On the importance of representation

Designers are the gatekeepers of representation, and we need to be mindful of that responsibility. Good representation, crafting associations between two things – a story and a visual for example – can make all the difference in how someone interprets a message. We need to be mindful of not only the conscious associations that we want people to make when they see stories and pictures, but also of the unconscious associations that could be attributed to something we’ve displayed visually. In these situations, context is critical. We need to present information in a way that is specific and also context-aware, and speaks to the truth of the information. To be better at thoughtful representation, a designer must always be in critical dialogue with themselves about their world view, their intentions, and how those things inform the work they create.


On the challenges of working with limited space

When you’re working with a medium that is so focused on attention, and you often have a limited amount of space in which to represent or say something – for example on a webpage, or in a graphic – you have to make trade-offs.

This can be really challenging, especially in the non-profit sector, where the work, and explaining why it matters, can have such a serious impact. Every piece of information is important, but if we want to capture people’s attention, then we have to distill the message, we just can’t say it all.


On some of the biggest misconceptions about life as a designer

[Laughs] That I’m not an interior decorator!

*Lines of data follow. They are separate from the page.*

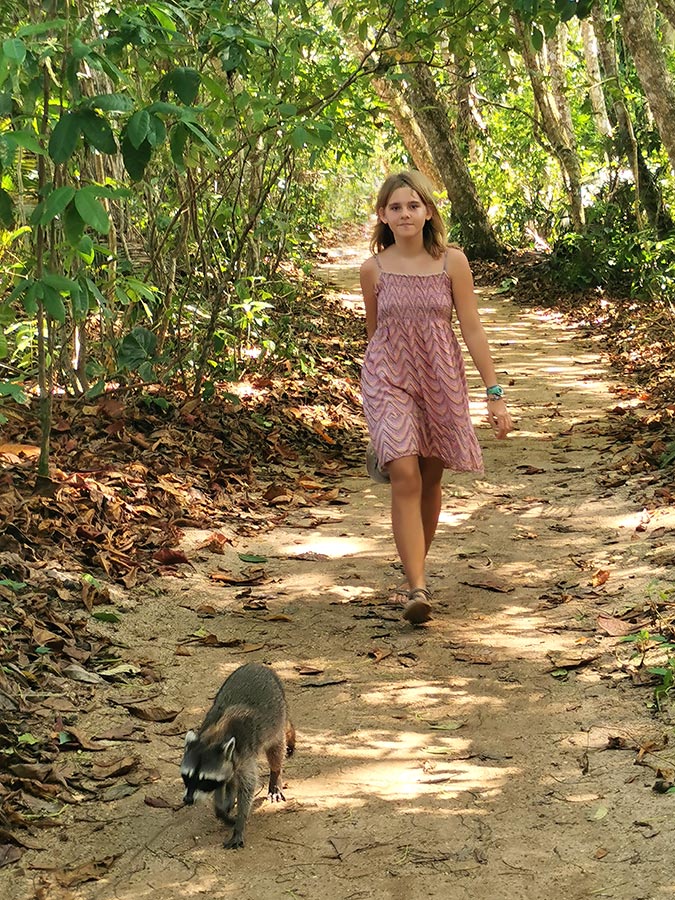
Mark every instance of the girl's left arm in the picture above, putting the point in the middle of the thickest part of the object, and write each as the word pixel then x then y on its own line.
pixel 466 306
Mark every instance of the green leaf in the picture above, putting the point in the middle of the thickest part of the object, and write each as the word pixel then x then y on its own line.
pixel 80 50
pixel 85 249
pixel 112 103
pixel 137 348
pixel 7 315
pixel 19 289
pixel 14 50
pixel 15 586
pixel 167 109
pixel 156 131
pixel 177 140
pixel 92 210
pixel 97 131
pixel 56 202
pixel 138 127
pixel 26 139
pixel 53 302
pixel 64 137
pixel 104 616
pixel 136 159
pixel 184 82
pixel 30 298
pixel 202 137
pixel 6 209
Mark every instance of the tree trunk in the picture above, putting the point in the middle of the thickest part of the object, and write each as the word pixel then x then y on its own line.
pixel 598 105
pixel 638 19
pixel 411 135
pixel 647 191
pixel 552 125
pixel 431 114
pixel 667 10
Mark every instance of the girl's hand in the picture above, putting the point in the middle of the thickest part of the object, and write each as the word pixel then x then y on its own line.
pixel 499 418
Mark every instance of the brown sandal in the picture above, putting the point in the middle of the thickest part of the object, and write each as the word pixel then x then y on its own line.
pixel 418 608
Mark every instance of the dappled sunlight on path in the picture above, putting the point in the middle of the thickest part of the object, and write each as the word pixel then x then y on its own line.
pixel 444 761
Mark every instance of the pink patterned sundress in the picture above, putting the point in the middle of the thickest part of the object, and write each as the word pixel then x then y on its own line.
pixel 413 383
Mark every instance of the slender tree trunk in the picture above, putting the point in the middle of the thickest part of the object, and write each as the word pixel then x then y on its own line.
pixel 406 125
pixel 432 116
pixel 647 191
pixel 638 19
pixel 667 9
pixel 552 125
pixel 598 105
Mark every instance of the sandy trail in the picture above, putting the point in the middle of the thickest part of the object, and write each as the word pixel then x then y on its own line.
pixel 451 761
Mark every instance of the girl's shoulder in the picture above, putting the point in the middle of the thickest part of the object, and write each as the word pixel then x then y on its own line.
pixel 369 265
pixel 455 259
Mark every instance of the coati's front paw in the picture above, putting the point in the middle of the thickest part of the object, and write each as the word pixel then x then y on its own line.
pixel 224 817
pixel 235 842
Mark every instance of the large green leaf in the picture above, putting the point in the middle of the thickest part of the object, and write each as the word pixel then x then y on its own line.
pixel 64 137
pixel 97 131
pixel 138 127
pixel 92 210
pixel 73 225
pixel 53 302
pixel 177 140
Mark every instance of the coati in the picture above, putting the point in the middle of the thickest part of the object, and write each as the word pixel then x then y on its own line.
pixel 249 716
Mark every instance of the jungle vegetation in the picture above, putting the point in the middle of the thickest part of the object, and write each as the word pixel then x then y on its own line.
pixel 168 169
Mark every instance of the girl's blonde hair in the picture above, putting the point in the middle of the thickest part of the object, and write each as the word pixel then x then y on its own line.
pixel 434 236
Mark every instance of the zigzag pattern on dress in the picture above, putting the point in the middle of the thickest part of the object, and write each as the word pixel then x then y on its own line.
pixel 413 383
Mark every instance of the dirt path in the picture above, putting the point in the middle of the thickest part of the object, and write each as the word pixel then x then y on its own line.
pixel 466 759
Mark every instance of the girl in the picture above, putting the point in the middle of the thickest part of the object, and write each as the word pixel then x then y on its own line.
pixel 414 389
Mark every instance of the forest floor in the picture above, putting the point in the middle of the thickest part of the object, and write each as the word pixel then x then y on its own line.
pixel 509 749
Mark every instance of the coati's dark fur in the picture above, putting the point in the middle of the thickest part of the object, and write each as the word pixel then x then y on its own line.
pixel 249 716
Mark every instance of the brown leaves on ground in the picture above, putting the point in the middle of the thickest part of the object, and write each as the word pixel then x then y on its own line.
pixel 129 471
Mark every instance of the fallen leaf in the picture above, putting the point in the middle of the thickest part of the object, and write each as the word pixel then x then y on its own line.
pixel 488 583
pixel 600 577
pixel 151 713
pixel 613 626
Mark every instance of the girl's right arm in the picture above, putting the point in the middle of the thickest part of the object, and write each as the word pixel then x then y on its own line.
pixel 368 283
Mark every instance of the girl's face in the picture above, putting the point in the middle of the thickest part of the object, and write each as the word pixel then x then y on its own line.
pixel 405 213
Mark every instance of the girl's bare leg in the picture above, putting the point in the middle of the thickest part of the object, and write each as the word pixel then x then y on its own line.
pixel 406 517
pixel 432 475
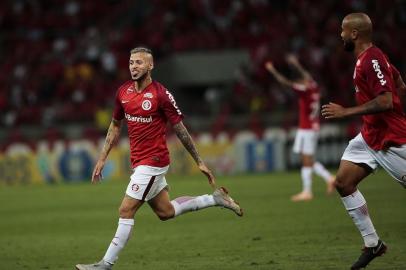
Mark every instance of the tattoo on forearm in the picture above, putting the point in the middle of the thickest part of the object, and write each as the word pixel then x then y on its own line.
pixel 111 138
pixel 187 141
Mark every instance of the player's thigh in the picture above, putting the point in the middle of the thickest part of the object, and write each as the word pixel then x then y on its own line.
pixel 129 207
pixel 349 175
pixel 146 182
pixel 162 205
pixel 307 160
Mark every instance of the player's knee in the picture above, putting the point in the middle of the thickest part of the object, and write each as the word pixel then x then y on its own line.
pixel 125 212
pixel 165 215
pixel 343 187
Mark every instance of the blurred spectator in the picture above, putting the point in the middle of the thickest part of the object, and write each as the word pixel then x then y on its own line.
pixel 61 60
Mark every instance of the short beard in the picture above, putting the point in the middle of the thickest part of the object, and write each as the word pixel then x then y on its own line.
pixel 140 79
pixel 349 45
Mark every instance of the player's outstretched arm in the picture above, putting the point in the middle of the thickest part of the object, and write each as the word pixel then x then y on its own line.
pixel 379 104
pixel 187 141
pixel 292 60
pixel 278 76
pixel 401 88
pixel 112 136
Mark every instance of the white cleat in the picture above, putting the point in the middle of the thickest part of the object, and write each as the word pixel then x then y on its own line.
pixel 222 198
pixel 95 266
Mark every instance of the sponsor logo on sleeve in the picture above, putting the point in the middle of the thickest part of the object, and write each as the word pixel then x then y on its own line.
pixel 148 95
pixel 171 98
pixel 377 68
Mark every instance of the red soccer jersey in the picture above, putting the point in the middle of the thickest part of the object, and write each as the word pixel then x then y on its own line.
pixel 309 105
pixel 374 75
pixel 147 114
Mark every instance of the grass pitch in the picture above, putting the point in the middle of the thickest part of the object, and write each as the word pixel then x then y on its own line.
pixel 56 227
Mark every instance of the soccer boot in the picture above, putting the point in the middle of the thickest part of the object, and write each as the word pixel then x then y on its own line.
pixel 302 196
pixel 95 266
pixel 368 254
pixel 222 198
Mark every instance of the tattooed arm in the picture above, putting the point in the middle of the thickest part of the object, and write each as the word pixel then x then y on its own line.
pixel 379 104
pixel 401 88
pixel 112 136
pixel 187 141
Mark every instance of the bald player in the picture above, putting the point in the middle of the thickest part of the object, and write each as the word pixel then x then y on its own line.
pixel 147 106
pixel 382 140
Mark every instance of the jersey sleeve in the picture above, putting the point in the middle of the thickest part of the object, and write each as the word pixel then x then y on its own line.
pixel 118 111
pixel 169 107
pixel 395 72
pixel 378 74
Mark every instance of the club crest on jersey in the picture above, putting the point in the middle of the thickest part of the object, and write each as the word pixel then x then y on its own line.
pixel 146 105
pixel 135 187
pixel 148 95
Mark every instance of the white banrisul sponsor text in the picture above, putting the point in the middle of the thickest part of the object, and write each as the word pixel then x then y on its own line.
pixel 138 119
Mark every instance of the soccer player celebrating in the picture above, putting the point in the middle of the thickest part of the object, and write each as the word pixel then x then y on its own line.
pixel 309 123
pixel 382 140
pixel 147 106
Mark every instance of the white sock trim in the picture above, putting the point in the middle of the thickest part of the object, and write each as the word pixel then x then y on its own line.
pixel 126 221
pixel 353 201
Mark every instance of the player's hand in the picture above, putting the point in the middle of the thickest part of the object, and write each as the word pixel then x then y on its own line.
pixel 269 66
pixel 333 111
pixel 97 171
pixel 212 180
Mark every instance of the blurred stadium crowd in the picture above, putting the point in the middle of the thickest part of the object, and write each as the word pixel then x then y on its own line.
pixel 61 61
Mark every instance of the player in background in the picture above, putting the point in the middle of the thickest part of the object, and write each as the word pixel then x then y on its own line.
pixel 146 106
pixel 382 140
pixel 309 124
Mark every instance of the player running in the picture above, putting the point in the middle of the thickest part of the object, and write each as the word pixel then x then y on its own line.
pixel 147 106
pixel 309 124
pixel 382 140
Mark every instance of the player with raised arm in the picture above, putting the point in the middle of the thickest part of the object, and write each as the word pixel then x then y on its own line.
pixel 147 106
pixel 382 140
pixel 307 135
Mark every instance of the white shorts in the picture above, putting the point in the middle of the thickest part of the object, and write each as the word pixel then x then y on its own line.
pixel 305 141
pixel 393 160
pixel 146 182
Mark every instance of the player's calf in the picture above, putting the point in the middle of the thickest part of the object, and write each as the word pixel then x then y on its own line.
pixel 368 254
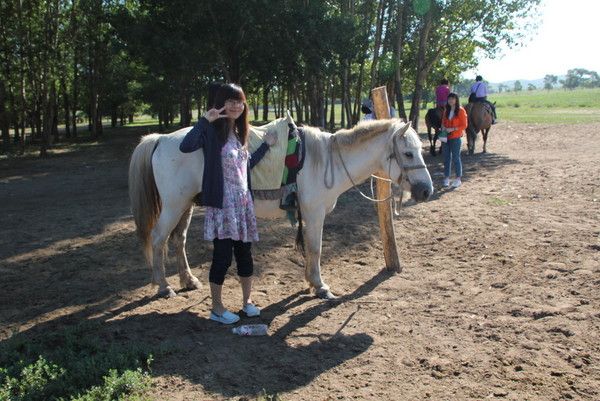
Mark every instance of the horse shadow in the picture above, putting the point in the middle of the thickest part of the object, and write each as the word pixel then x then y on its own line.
pixel 208 354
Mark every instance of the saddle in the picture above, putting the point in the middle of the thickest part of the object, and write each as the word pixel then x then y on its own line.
pixel 278 166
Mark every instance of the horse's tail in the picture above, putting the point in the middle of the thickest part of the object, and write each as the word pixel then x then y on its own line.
pixel 143 194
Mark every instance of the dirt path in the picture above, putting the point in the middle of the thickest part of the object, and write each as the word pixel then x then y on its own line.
pixel 498 297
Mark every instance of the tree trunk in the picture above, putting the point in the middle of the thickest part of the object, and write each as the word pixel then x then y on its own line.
pixel 357 99
pixel 266 90
pixel 332 112
pixel 4 119
pixel 378 33
pixel 48 121
pixel 397 56
pixel 421 69
pixel 66 107
pixel 298 106
pixel 114 117
pixel 55 133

One of the biggest misconceptions I come across is that people assume design is purely visual, which is not at all true. There’s a lot of time that’s spent on ‘behind-the-scenes’ work, which includes planning and strategic thinking, and the way that manifests is visual. Really, design can be as much or more of a thinking-heavy process than a production process.

Because many people only see the end result of a design process, something that is visually appealing, for example, they tend to believe that as a designer, you’re being creative 100% of the time, and that design is purely correlated to taste or opinion. While those are certainly factors that impact design, there’s much more discipline that goes into the process that people realize. Design choices can and do have tangible impacts on legibility and accessibility, for example, when it comes to displaying and representing information.

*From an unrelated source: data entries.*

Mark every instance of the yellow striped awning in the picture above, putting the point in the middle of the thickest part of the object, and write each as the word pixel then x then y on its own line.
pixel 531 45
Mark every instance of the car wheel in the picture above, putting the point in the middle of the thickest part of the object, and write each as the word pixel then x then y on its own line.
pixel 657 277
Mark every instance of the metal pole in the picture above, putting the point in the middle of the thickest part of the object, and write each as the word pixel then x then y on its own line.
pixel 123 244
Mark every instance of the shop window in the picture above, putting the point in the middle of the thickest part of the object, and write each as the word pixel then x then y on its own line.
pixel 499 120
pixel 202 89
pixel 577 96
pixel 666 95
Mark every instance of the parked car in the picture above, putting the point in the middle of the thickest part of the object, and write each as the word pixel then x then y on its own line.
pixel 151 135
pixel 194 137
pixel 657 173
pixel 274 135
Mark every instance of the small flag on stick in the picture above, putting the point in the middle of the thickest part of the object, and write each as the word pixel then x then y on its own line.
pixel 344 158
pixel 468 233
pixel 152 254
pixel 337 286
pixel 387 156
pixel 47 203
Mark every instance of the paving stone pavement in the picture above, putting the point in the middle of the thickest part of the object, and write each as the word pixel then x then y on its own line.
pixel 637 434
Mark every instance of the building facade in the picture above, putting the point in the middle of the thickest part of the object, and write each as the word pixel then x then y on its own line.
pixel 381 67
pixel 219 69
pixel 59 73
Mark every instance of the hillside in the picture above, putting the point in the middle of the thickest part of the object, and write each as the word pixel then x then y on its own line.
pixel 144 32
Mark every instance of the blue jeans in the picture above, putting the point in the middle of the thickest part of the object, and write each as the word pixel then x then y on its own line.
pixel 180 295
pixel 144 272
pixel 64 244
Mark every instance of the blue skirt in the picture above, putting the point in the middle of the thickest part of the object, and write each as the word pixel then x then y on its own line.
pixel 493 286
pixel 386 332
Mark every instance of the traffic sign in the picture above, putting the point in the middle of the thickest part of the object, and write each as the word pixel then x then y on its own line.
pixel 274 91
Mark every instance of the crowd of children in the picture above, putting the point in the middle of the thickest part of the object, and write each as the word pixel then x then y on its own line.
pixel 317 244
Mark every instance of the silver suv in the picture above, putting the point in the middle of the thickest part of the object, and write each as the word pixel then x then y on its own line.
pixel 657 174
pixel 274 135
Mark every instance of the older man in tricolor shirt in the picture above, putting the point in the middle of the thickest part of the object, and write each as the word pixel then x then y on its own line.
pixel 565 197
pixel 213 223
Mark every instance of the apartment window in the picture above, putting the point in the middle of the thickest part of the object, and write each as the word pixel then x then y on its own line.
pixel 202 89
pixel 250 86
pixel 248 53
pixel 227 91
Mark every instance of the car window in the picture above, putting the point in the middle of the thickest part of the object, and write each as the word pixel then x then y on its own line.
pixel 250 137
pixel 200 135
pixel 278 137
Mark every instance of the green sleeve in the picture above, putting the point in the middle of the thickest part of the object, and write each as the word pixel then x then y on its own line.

Edward Tufte’s, Envisioning Information, is a great introduction for anyone interested in learning more about visual representation and how design guides our process of understanding something in an intentional way.


On alternative careers

I’ve always gravitated towards two careers (when I think about life as something other than a designer): a chef of sort or a botanist/gardener at a conservatory.

As someone that works mostly on digital pieces, and spends most of my time at a computer, a part of me really craves material and physical work. The kind of work that teaches you about limitations in a different way because you need to have an intuitive knowledge and respect for the earth and these ingredients and their treatment. I think that would really give me a different perspective and appreciation of the materials things that we have and can work with.

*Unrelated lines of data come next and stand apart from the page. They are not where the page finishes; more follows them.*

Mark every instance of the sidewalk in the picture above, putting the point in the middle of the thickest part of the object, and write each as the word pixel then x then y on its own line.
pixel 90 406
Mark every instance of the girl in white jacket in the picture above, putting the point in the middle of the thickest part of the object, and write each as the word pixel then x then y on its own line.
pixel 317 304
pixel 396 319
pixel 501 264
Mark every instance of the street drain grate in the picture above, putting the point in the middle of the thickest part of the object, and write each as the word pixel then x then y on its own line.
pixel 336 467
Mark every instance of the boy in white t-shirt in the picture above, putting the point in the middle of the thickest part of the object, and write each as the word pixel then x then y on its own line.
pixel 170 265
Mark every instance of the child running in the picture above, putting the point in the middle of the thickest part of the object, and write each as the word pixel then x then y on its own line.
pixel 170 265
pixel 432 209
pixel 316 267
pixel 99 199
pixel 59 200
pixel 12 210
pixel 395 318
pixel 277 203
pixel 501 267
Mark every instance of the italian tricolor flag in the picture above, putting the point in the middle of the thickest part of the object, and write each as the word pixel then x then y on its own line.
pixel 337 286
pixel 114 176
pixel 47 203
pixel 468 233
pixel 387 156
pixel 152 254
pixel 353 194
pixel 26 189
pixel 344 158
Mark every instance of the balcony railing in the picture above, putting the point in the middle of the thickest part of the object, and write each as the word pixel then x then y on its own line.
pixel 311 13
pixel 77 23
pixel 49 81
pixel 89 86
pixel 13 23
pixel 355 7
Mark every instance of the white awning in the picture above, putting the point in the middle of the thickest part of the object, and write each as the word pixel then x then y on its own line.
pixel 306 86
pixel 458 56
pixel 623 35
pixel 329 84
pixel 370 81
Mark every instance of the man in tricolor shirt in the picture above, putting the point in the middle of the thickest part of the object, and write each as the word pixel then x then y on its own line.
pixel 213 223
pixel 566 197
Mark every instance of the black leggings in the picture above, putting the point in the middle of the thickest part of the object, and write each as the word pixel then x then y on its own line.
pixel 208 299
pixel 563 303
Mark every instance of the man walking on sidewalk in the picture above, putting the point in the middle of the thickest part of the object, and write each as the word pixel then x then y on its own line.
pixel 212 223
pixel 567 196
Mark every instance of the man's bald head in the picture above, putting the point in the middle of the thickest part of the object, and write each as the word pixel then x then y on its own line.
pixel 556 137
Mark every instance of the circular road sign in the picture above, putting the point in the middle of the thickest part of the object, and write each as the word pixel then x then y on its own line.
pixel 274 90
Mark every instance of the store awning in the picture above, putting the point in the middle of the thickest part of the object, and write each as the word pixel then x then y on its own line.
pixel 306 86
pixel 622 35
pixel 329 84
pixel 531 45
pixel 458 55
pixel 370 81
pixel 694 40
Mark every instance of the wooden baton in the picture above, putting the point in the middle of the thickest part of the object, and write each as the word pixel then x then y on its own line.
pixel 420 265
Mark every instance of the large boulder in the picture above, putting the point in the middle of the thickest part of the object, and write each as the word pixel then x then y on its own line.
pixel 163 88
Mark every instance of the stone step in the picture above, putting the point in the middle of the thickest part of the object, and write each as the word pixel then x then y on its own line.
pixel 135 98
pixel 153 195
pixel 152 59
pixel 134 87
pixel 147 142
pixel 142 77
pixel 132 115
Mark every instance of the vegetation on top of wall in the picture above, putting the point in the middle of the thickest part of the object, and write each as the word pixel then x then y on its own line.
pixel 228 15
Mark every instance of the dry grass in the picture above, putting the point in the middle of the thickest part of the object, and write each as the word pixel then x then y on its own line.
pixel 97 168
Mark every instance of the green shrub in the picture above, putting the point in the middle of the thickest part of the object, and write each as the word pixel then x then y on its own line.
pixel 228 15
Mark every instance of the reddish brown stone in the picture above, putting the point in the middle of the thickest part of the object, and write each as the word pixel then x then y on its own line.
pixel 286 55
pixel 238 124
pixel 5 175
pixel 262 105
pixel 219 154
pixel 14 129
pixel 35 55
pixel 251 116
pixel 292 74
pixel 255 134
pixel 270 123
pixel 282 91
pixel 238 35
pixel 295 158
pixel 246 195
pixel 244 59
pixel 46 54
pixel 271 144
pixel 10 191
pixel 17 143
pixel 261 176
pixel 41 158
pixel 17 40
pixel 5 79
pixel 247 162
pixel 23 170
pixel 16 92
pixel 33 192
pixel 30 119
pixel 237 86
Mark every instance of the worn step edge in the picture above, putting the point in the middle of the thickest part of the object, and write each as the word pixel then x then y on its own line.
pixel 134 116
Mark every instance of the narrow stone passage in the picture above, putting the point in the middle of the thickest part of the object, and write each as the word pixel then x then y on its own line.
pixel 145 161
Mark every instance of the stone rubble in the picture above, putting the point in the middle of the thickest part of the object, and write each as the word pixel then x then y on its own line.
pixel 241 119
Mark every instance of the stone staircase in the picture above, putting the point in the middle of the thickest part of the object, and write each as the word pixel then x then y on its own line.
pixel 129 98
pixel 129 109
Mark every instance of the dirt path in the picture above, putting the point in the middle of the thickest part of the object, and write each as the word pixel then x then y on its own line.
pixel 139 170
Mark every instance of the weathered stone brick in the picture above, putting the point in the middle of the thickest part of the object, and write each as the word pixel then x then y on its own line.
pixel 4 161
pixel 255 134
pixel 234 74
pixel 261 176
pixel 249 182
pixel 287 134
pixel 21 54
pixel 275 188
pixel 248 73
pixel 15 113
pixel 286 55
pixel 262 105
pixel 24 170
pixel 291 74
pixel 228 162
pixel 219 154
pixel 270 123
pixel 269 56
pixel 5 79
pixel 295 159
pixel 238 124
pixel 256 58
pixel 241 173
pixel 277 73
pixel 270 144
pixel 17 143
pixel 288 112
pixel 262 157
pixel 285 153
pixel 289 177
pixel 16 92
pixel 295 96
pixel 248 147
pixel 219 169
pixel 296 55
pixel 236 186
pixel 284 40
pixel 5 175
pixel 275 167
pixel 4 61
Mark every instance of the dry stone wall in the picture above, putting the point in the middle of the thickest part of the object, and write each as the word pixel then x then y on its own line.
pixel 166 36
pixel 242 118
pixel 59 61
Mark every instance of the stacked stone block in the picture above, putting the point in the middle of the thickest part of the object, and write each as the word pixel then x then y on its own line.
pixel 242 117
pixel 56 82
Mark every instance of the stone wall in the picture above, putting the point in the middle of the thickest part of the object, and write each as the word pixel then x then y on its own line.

The digital age has taught, and allowed us, to continually iterate and create. But when you’re working with finite materials, there’s a limit to how much you can do, and how much you actually need. I think we can learn a lot about excess and consumption from these hands-on disciplines.


On slow living hobbies, and revisiting piano during shelter-in-place

I have a love of slow living hobbies – taking care of household plants, painting, cooking … my housemates joke that I’m like a Victorian ghost!

I also recently started taking piano lessons from a friend of mine, who’s getting her Ph.D. in piano performance. I learned as a child, from about 3rd through 7th grades, but now it’s really nice to have weekly lessons. They help anchor time, which seems to have lost all meaning since we’ve been sheltering-in-place, and I enjoy practicing something that’s less familiar to me in a disciplined way, while also tracking my progress.